Les révélations-choc de l’émission J.E. sur de possibles inventions de preuve par la division des Affaires internes du SPVM pour faire taire des policiers sont prises au sérieux par la Sûreté du Québec qui met en place quatre mesures spéciales, du presque jamais vu, pour enquêter sur le dossier.
La SQ déploiera une équipe indépendante de policiers dédiés uniquement à ce dossier, mis en lumière par le reportage de Félix Séguin. Ces policiers connaissent le crime organisé et ont le recul nécessaire pour enquêter les «mains libres» de ce qui se passe au SPVM. Il ne s’agit pas de policiers aux Affaires internes.
Un procureur désigné par la directrice des poursuites criminelles et pénales du Québec, Me Annick Murphy, travaillera aussi de près avec l’équipe d’enquête tout au long du processus.
Le Commissaire à la déontologie policière sera également lié à l’enquête, ainsi qu’un officier de liaison de la Gendarmerie Royale du Canada (GRC).
Au terme des l’enquête, le ou les dossiers seront soumis au DPCP. «Il n’est pas impossible de soumettre des recommandations aux gens du SPVM et au directeur M. Pichet pour peut-être améliorer les pratiques», a indiqué Guy Lapointe de la SQ.
Retour sur les faits
J.E. a présenté mardi soir le témoignage d’ex-policiers montréalais qui affirment que le deuxième plus grand service de police municipal au pays fabrique de la preuve afin de faire taire ses employés.
Pour la première fois depuis leur fin de carrière abrupte, le 17 juin 2013, les hauts gradés Jimmy Cacchione et Giovanni Di Feo ont brisé le silence.
Au début de l’année 2012, l’inspecteur Cacchione, affecté à l’aéroport de Montréal, et l’inspecteur-chef Di Feo, responsable des services à la communauté, allèguent avoir trouvé des cas de corruption au sein des forces de l’ordre.
«Nous étions pour préparer une lettre au ministère de la Sécurité publique ainsi qu’aux médias, afin de dévoiler des cas de corruption à l’intérieur du Service de police de la Ville de Montréal (SPVM)», affirme Jimmy Cacchione dans une entrevue accordée à notre Bureau d’enquête.
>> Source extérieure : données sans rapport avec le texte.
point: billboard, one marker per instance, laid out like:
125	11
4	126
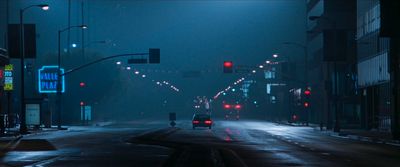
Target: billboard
8	77
48	78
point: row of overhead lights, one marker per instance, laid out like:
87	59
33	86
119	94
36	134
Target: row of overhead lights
267	62
223	92
158	83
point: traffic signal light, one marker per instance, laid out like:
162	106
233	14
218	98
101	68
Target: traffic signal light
228	67
238	106
154	56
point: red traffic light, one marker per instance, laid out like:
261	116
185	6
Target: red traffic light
228	64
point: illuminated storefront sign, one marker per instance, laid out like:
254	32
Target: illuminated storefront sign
48	78
8	77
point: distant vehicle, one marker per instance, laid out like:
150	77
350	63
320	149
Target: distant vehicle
232	111
202	120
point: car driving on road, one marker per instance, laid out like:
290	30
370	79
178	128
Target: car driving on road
202	120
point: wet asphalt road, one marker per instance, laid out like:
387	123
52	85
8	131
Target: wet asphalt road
228	143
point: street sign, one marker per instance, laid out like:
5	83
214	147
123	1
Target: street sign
8	77
32	114
47	77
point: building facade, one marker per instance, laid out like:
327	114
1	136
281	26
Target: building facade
373	67
332	63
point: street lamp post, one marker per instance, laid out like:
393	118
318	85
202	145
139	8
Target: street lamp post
305	69
23	129
59	75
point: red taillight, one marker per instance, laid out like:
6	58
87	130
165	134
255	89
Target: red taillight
238	107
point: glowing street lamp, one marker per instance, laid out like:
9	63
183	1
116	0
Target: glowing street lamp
23	129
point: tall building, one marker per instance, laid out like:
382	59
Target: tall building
372	67
332	63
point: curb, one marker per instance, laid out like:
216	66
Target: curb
11	143
364	138
347	136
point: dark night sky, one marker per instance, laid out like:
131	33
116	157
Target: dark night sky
192	35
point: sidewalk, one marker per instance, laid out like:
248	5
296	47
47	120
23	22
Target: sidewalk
372	136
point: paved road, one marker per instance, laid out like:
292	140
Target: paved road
229	143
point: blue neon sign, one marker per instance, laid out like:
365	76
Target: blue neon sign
47	77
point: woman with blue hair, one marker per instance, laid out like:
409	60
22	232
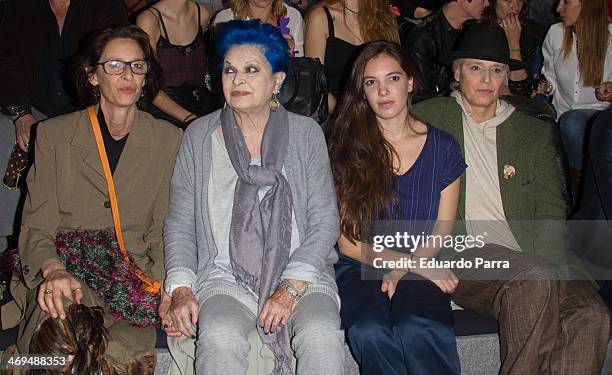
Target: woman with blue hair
252	223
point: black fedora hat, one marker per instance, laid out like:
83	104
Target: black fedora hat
481	42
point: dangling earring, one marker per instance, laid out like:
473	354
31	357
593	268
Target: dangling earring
274	104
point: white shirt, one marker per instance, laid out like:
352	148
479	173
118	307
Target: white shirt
484	208
296	25
568	90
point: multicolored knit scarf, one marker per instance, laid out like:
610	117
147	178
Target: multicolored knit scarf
94	257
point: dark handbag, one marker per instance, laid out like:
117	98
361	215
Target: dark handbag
305	88
16	168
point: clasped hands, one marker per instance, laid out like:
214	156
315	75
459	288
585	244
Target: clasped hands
179	312
443	278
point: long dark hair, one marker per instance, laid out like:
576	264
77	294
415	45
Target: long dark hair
361	157
81	335
84	64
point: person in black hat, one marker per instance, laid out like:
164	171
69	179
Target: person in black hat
426	42
551	319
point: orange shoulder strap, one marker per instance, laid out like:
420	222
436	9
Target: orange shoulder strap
150	285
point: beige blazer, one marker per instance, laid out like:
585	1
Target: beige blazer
67	191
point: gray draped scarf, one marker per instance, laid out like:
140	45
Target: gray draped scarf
260	232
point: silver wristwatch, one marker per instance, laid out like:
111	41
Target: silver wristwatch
17	110
293	291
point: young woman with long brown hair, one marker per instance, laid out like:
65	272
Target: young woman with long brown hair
525	39
388	165
336	28
577	66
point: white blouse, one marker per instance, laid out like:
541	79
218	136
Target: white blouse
568	89
296	25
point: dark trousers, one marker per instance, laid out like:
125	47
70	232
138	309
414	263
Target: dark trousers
412	333
546	325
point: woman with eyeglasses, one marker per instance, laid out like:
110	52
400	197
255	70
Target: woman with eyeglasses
69	205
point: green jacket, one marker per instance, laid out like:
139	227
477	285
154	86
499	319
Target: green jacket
532	198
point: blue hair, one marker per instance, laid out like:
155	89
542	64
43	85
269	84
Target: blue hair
254	32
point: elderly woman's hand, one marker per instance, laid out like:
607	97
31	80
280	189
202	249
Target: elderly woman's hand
164	307
278	308
183	311
58	283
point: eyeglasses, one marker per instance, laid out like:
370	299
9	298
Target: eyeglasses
117	67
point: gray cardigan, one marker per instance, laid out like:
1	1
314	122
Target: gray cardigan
189	246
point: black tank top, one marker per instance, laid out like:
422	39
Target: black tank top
339	58
181	64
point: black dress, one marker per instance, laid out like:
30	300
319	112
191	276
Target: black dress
339	58
532	37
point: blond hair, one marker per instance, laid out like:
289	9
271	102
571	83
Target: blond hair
375	18
240	9
593	41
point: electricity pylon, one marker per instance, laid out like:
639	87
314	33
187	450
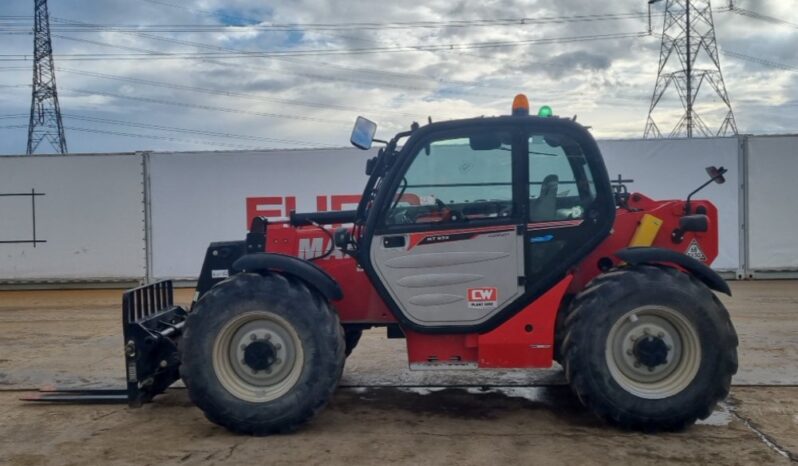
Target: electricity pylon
45	113
688	63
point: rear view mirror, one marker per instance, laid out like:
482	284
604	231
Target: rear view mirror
363	133
716	174
487	141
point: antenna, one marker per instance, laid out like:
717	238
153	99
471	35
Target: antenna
689	61
45	113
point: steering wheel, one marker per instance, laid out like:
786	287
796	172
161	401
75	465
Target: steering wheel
450	215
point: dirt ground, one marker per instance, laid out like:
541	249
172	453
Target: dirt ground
383	413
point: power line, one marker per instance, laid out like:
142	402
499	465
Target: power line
218	134
762	17
151	136
209	107
226	93
306	27
317	65
173	129
333	51
761	61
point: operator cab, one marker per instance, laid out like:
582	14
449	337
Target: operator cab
501	207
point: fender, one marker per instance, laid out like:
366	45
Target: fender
309	272
698	269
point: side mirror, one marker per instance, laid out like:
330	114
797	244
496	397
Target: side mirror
363	133
716	174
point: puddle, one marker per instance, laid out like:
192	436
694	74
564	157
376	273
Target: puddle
721	417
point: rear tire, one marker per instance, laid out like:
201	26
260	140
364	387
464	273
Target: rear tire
649	348
261	355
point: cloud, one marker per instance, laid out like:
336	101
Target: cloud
608	83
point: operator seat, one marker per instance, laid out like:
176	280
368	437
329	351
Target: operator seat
545	206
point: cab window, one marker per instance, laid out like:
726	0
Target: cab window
560	183
456	180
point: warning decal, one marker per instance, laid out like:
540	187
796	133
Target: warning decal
482	298
694	251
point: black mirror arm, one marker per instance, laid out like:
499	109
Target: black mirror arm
689	197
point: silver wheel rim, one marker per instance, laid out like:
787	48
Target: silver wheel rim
662	328
268	332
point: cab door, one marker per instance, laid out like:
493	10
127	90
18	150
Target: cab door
448	245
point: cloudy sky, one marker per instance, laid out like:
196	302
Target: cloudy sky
225	74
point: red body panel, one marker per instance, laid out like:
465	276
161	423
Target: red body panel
513	344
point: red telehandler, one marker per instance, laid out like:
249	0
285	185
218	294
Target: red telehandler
485	243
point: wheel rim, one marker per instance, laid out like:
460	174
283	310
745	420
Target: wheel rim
653	352
258	356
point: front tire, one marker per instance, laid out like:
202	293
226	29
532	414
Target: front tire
649	348
261	355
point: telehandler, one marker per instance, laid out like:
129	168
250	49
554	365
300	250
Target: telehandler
485	243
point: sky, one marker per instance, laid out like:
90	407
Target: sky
115	98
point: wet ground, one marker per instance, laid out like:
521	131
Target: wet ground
383	413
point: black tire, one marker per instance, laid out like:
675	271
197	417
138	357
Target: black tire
306	317
351	337
597	365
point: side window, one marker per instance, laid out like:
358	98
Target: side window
456	180
560	183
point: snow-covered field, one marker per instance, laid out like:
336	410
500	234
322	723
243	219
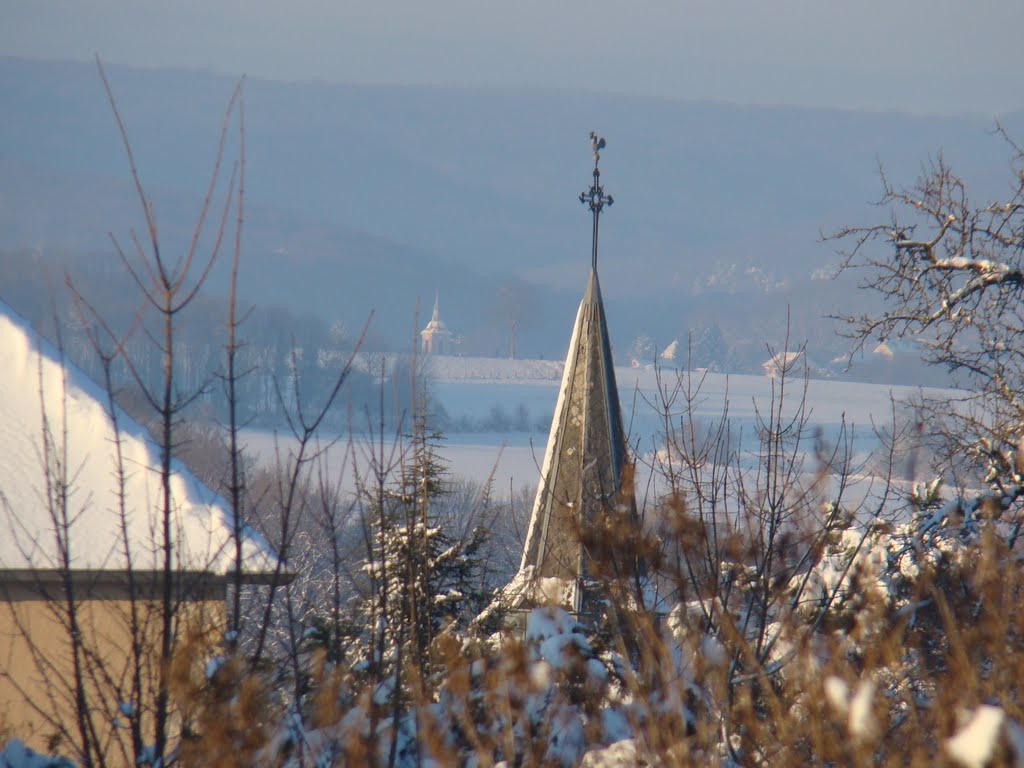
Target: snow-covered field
474	388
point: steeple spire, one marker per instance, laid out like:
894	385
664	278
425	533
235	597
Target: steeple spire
595	197
581	479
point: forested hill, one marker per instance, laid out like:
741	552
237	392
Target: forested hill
369	198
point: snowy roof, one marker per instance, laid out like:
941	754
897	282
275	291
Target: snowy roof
36	387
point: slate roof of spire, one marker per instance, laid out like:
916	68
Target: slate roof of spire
583	465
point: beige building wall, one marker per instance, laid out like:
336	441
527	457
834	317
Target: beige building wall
38	676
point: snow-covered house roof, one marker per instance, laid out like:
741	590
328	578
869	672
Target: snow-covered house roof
54	422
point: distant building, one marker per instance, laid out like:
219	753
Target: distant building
435	338
81	567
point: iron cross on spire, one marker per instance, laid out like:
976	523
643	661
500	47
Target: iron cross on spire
595	197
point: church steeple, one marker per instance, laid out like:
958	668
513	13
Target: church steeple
581	478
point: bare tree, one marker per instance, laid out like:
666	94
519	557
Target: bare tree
950	272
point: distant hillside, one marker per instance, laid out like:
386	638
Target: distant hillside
370	197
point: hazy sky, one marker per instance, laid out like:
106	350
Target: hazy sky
920	55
Ce que les deux collègues ne savaient pas, c’est qu’alors qu’ils discutaient de l’inaction de leur employeur dans cette affaire, ils faisaient l’objet d’écoute électronique de la Gendarmerie Royale du Canada.
La direction du SPVM les soupçonnait d’entretenir des fréquentations douteuses, entre autres avec le controversé Luigi Coretti, de l’agence de sécurité BCIA. Coretti a été accusé de fraude dans cette affaire, puis les procédures contre lui ont été abandonnées.
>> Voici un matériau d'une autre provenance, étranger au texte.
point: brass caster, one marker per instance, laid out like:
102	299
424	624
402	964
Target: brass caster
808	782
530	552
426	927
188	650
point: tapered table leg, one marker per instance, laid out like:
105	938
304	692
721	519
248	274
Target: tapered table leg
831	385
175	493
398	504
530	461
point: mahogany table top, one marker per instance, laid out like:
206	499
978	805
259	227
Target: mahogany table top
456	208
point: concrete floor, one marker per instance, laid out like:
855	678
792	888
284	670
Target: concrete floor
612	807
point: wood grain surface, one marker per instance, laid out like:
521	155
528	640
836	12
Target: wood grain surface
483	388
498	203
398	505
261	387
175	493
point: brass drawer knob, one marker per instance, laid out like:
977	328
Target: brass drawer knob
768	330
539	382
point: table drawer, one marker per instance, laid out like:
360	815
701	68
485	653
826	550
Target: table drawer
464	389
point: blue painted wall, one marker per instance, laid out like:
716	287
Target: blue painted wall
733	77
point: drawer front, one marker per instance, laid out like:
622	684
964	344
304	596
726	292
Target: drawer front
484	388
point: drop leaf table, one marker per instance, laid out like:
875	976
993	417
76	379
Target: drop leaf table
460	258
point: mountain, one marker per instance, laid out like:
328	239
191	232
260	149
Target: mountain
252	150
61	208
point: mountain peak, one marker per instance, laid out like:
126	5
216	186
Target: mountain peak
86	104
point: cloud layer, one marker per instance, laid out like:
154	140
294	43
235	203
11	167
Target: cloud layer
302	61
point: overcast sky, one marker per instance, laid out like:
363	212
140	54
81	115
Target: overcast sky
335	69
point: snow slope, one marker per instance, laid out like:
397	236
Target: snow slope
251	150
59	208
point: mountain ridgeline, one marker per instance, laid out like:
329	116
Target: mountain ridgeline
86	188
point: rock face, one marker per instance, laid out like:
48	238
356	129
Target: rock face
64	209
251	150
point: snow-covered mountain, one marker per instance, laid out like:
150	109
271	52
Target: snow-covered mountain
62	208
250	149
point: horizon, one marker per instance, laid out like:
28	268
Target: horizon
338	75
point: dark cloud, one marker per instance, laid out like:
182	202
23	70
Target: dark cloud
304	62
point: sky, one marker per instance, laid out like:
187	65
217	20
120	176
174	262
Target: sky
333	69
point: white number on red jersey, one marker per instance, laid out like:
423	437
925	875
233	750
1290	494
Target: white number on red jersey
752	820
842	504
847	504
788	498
À ce jour, les deux ex-policiers, qui cumulent 58 ans d’ancienneté dans la force constabulaire, n’ont toujours pas reçu la preuve qui leur a valu un congédiement (annulé par la suite par une entente confidentielle).
Le duo de policiers qui se décrit comme «des lanceurs d’alerte» croit toutefois après avoir consulté certains documents que la section des Affaires internes du SPVM a fabriqué de la preuve afin de les faire taire.
«Aujourd’hui il y a de la fabrication d’allégations et à partir de ça on initie des enquêtes afin de museler les gens qui ont des choses à dire», raconte M. Cacchione.
À titre d’exemple, selon les documents consultés par notre Bureau d’enquête, le SPVM allègue que Giovanni Di Feo est le parrain du fils de Luigi Coretti. Or, lorsque joint au téléphone, ce dernier nous a affirmé ne pas avoir d’enfant.
«Les directeurs adjoints qui sont en place connaissent cette façon de faire», estime Di Feo.
Réaction du chef de police
À la suite des révélations faites par «J.E.», le directeur du Service de police de la Ville de Montréal (SPVM) Philippe Pichet a demandé à la Sûreté du Québec (SQ) de revoir des enquêtes menées par les Affaires internes du SPVM.
M. Pichet s’est dit «très préoccupé» par les allégations formulées par des anciens employés du corps de police montréalais selon lesquelles le SPVM fabrique de la preuve afin de faire taire ses employés.
Les partis de l’opposition à Québec jugeaient toutefois que le recours à la Sûreté du Québec pour enquêter était insuffisant, et que le mandat aurait dû être donné au BEI (Bureau d’enquête indépendant).
Le maire de Montréal s’est dit également troublé par les révélations du journaliste Félix Séguin. «On parle de quelque chose qui arrive depuis plusieurs années. S'il faut faire le ménage, qu'on le fasse», a lancé le maire lors de la séance du comité exécutif mercredi matin.